Basements generally relate more to human service functions in earlier buildings and to mechanical services in more recent eras. For example, a cellar of an urban 1812 house disclosed the following information during an investigation: first period bell system, identification of a servant's hall, hidden fireplace, displacement of the service stairs,
identification of a servants' quarters, an 1850s furnace system, 1850s gas and plumbing systems, relocation of the kitchen in 1870, early use of 1890s concrete floor slabs and finally, twentieth century utility systems. While the earliest era had been established as the interpretation period, evidence from all periods was documented in order to understand and interpret how the house evolved or changed over time.

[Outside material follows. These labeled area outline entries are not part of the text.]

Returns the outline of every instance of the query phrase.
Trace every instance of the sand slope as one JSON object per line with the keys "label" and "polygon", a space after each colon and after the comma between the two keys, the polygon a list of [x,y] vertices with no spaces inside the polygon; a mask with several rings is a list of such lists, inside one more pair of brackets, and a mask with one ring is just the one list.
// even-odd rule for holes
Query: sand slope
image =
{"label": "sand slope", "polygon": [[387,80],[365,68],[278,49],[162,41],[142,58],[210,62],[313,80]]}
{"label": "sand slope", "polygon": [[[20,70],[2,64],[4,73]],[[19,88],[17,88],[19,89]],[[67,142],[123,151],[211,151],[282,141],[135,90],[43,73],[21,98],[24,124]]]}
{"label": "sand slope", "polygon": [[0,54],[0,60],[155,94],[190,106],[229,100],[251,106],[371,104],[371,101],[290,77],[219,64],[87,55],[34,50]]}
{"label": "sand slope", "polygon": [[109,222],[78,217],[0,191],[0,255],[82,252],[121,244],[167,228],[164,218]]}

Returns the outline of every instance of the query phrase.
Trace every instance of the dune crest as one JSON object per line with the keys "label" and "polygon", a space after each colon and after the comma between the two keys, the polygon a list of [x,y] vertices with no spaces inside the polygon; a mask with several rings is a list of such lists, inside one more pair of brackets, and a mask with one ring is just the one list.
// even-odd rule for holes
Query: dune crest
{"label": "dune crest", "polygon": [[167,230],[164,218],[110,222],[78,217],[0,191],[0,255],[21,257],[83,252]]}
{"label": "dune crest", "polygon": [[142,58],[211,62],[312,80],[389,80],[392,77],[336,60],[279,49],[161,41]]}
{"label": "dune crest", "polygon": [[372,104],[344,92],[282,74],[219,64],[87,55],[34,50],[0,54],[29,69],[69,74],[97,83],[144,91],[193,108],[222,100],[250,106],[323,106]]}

Mechanical, Electrical, Plumbing and Other Systems. Systems of utility and convenience bear close scrutiny during investigation. All historic buildings inhabited and used by people reveal some association, at the very minimum, with the necessities of lighting, climate control, water, food preparation, and waste removal. Later installations in a building may include communication, hygiene, food storage, security, and lightning protection systems. Other systems, such as transportation, are related to more specific functions of commercial or public structures. Although research into the social uses of rooms and their furnishings has borne many new studies, parallel research into how people actually carried out the most mundane tasks of everyday life has been fairly neglected. Utility and convenience systems are most prone to alteration and upgrading and, at the same time, less apt to be preserved, documented or re-used. Understanding the history or use of a building, and the history of systems technology can help predict the physical evidence that might be found, and what it will look like after it is found.